The school must also contend with increases in operating expenses including two recently settled union contracts, growing medical insurance costs, utility costs and other business expenses.
The College Board has created a committee that includes Dennis Murphy and deputy county budget director Tim Callan to prepare its “corrective action plan” in response to the state audit. The plan is due by April 15th. The board originally thought about hiring a temporary legal counsel and a temporary administrator to assist with the response, but instead chose to do the work themselves.
Looking at the big picture
County Executive Mark Poloncarz, in his state of the county address earlier this month, proposed a ten member “Operations and Strategic Planning Committee” composed of five of his appointees and five from the college. The purpose of the Committee would be “to assist ECC and the County to better address the needs of the college and the greater community… It would jointly examine issues related to the current operating and future direction of the college, especially as it pertains to long-term campus infrastructure needs, as well as examining operational issues detrimental to the county, such as community college chargebacks, location of classes to better address student needs, transportation, and other factors.”

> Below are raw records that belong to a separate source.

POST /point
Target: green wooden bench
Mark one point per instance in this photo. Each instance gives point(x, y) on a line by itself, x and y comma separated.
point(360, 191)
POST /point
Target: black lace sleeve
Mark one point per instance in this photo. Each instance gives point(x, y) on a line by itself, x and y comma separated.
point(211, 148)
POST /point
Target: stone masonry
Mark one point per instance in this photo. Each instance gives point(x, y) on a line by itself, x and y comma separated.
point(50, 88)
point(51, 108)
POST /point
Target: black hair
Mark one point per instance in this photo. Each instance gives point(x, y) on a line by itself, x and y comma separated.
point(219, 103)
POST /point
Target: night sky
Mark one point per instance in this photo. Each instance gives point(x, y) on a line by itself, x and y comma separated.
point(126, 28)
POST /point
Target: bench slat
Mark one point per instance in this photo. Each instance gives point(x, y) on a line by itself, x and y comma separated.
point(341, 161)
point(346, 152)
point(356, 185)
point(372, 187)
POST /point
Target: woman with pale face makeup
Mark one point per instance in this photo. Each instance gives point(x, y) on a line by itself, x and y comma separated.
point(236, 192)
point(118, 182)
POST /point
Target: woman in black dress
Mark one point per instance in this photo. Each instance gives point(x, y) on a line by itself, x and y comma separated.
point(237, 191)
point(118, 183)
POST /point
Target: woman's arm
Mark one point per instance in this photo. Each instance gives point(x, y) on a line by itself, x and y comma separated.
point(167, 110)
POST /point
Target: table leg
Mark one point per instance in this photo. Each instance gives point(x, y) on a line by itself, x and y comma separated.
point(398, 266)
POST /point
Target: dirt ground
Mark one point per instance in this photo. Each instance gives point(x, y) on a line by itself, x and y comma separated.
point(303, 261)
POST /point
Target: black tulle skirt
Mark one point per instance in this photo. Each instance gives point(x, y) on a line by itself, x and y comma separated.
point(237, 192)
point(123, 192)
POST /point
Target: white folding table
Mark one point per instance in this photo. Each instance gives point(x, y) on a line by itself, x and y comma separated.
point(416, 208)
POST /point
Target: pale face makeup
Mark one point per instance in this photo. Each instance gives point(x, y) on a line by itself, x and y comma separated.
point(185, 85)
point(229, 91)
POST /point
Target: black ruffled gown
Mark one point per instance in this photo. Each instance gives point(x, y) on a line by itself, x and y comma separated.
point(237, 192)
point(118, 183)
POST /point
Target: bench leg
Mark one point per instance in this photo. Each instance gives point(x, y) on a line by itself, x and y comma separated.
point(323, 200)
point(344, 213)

Here is what the committee will report when they begin to function and eventually conclude their work: send money, lots and lots of money.
But the money cannot and should not be sent unless and until there are major structural changes made.

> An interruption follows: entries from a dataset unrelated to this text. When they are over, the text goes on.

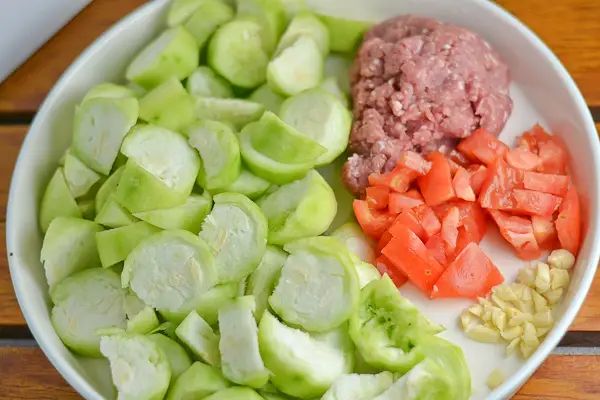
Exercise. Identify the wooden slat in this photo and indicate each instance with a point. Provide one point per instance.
(23, 91)
(572, 30)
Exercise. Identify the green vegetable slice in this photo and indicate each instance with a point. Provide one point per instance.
(318, 288)
(57, 201)
(321, 117)
(262, 281)
(69, 247)
(240, 357)
(236, 233)
(85, 302)
(207, 18)
(99, 127)
(302, 208)
(138, 366)
(114, 245)
(170, 270)
(188, 216)
(198, 381)
(387, 328)
(199, 337)
(236, 52)
(205, 83)
(219, 151)
(168, 105)
(173, 53)
(303, 365)
(296, 68)
(359, 387)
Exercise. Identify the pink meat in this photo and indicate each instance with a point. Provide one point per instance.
(420, 84)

The financial problems of ECC did not just pop up overnight. I ended my work as a member of the Erie County Fiscal Stability Authority more than five years ago, but while I served on that agency our Finance Committee raised questions while reviewing the college’s annual budget about revenues not matching expenses. The response back then, as it is today, was to sweep issues under the rug and to hope for state-aid or enrollment-growth miracles.
The miracles will not be coming, so it is time get serious about the options that could offer some hope for stabilizing and developing the vital community institution that is ECC. It’s time to:
- Revamp the administration of the school with quality leadership who have higher education management experience.
- Get serious about reviewing the question about how many campuses the school can sustain. Three campuses are not sustainable.
- With the active encouragement and support of SUNY, begin the process of merging ECC with Niagara County Community College and Genesee Community College to create economies of scale and to right-size these collective institutions for the realities of Western New York in the 21st century.